When you Google the term ‘Community Market’ you get a small range of results. From the community market in Sefton to Granby Four Streets and as far afield as Seoul and Ohio, they all focus on giving platforms to small, independent businesses so they can sell their wares to the local public.
Our definition of a community market is slightly different.
Yes, we’re based in the local community and want to be accessed by that community.
Yes, we’re selling our wares to local people.
Yes, we want to make a profit.
However, our main difference is in our pricing strategy. Any profits that we make go straight back into the charity to ensure we are able to feed people in both the food bank and the Community Market. We keep our prices low to make them affordable to everyone and operate three price bands: 20p, 50p and £1. 20p items are basics: tinned goods, rice, pasta, noodles, small packages of tea or coffee, basic everyday biscuits amongst other things. 50p items are usually the larger essential items: oil, large boxes of tea and coffee, bottles of squash, pet food, chocolates, tampons and others. The £1 items are the more premium items such as: large bottles of washing up liquid, boxes of laundry pods, hair styling products, family sized boxes of cereal etc.
Through the Community Market we’re trying to support people before they reach the point of crisis, those who have some money but not enough for a supermarket shop. Our target market is those people who can’t afford to buy a branded tin of beans for 75p or more. For 80p we can offer people a tinned meal such as chicken curry or meatballs, tinned veg or pulses to bulk it out, fresh veg on the side and rice or pasta to complete the plate.

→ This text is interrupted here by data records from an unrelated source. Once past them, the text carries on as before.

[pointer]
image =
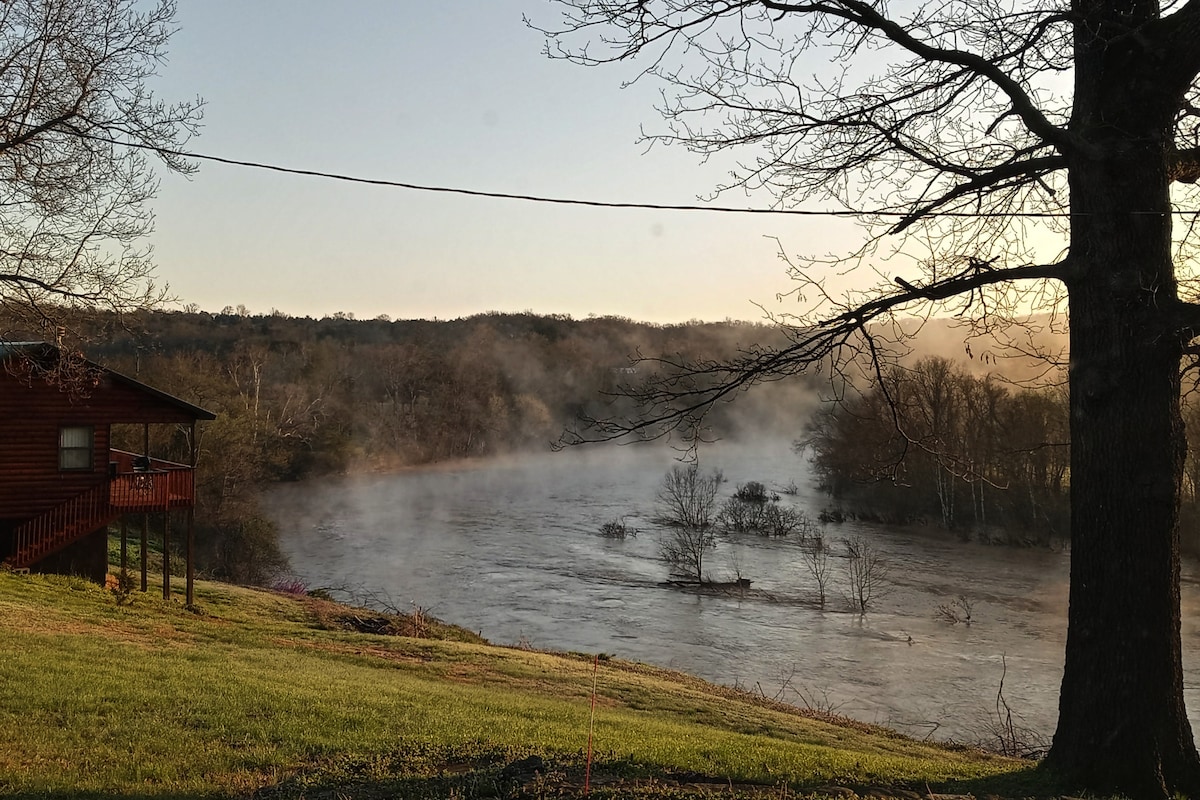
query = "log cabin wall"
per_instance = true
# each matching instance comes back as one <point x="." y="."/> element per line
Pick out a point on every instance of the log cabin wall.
<point x="31" y="414"/>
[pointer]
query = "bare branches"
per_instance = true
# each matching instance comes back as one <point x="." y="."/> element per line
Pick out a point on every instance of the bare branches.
<point x="73" y="208"/>
<point x="678" y="395"/>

It’s not going to win MasterChef any time soon but its more balanced and filling than resorting to beans on toast or a tin of soup plus it could stretch to two or three meals.
Our strategy is a simple one; we pay a small fee to an organisation called FareShare who go around and collect all the unwanted or donated food from supermarkets like Tesco and deliver them to organisations that can use them like us. These items are perfectly edible but can’t be sold for a number of reasons such as:
- Near their ‘Best Before Date’ or have had an extension on their ‘Best Before Date’ meaning they are edible but can’t be sold
- New packaging is being released and the old ones can no longer be sold
- Items are cosmetically damaged and no one will buy them
- End of line ranges such as promotional flavours or products
All of these items would have otherwise gone to landfill so we are helping to feed local people as well as preventing food waste.
We take some of our surplus items from the store room and sell them to the local community at a greatly discounted price. The main aim of the Community Market isn’t to offer a cracking bargain (although if we do say so ourselves, there are some absolute corkers!) – it’s to stop people getting to a point where they need to use a food bank.
For those of you concerned that we are taking away from the food bank in order to fill the shop, please be reassured that will never be the case. We are in a much better position stock-wise than we were 6 months ago but if we ever had a situation where we were low on food the community market would just stock less products.
We can never be sure what we’re going to receive from FareShare and sometimes it’s not entirely appropriate for emergency food aid but is still suitable to be used. For example, if we get two bottles of cooking oil we can’t give them out because not everyone can use them and there’s not enough for everyone. We can however sell them at the community market, alongside other things we can’t give out like washing up liquid, laundry detergent and fizzy drinks.
Our Community Market is open to anyone, we run from 11am until 2pm at St Michael in the City Church on Upper Pitt Street.